She cautioned the incoming Republican majority not to ignore the social and economic inequities in society that she said still plague the nation.

“It isn’t enough to say ‘we’re going to put people back to work,'” Pelosi said. “Many people have not had work, because for a number of years they have been excluded. Because our system has favored the high-end.”

Democrats and President Obama took strides to close that gap, Pelosi said, pointing to health care and financial reform, and the stimulus bill (which contained money for so-called “green jobs” that proponents say can expand the middle class.) But the fight is not over yet, Pelosi said, and Democrats will continue to do their best to push the “leverage” in America away from corporate interests and into the hands of the middle class.

“The worker must be valued,” Pelosi said.

Pelosi was wearing a deep purple dress, perhaps an allusion to the coming shift in the House makeup from blue to red.
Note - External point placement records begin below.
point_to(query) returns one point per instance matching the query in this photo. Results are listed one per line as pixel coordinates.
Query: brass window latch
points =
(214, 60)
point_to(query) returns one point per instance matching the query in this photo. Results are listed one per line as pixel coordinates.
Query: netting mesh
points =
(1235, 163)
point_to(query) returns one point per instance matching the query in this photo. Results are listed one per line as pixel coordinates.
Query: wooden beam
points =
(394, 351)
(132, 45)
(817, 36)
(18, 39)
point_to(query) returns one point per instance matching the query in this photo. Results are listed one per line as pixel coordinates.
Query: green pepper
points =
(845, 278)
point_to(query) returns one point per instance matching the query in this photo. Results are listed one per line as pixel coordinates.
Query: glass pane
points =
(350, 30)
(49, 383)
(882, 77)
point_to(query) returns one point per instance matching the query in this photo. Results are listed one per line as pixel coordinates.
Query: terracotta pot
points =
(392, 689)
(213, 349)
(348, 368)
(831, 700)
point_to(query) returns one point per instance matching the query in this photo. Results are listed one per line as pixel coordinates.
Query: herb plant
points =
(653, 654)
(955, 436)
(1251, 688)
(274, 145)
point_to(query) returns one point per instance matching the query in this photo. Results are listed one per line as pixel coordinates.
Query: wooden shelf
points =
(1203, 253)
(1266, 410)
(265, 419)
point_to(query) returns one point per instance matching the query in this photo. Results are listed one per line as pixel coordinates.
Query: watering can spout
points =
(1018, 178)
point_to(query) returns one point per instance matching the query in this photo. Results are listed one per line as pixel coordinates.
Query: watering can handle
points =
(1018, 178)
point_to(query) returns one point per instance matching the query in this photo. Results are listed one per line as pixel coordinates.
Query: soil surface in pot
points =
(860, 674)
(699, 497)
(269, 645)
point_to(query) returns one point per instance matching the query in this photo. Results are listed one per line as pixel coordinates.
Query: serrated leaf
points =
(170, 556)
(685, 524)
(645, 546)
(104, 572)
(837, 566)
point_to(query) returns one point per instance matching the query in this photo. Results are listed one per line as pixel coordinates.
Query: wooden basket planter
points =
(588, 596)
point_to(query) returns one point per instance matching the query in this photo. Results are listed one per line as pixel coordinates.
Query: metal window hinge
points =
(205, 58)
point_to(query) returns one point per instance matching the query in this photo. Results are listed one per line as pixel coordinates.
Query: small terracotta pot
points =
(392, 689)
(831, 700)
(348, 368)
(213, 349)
But her rhetoric did not match the color of her outfit, and her speech was steeped in progressive language.

The address comes near the 40th anniversary of the CBC, which was founded in February 1971 by 13 African American members of Congress. The group has expanded over the years both in size and ideology — though still overwhelmingly Democratic and liberal, the CBC’s ranks now include a tea party Republican, Rep. Allen West (R-FL).

Pelosi — and the other speakers at the event this morning, including new CBC chair Rep. Emanuel Cleaver (D-MO) — pretty much ignored West, keeping the focus on the progressive fights that have come to define the caucus for the last four decades.

Pelosi praised the CBC as “probably the greatest collection of idealism” in the Congress and for its “relentless dissatisfaction with the status quo until many more people can partake in the American dream.”

She promised to keep those values close when it came to dealing with the incoming Republican House leadership.

“What we are saying is, as we go forward, we extend a hand out a willing hand of friendship if our colleagues are interested in creating jobs for all Americans,” Pelosi said, “If they are interested in strengthening the middle class by enhancing those who were there and pulling many more people into it.”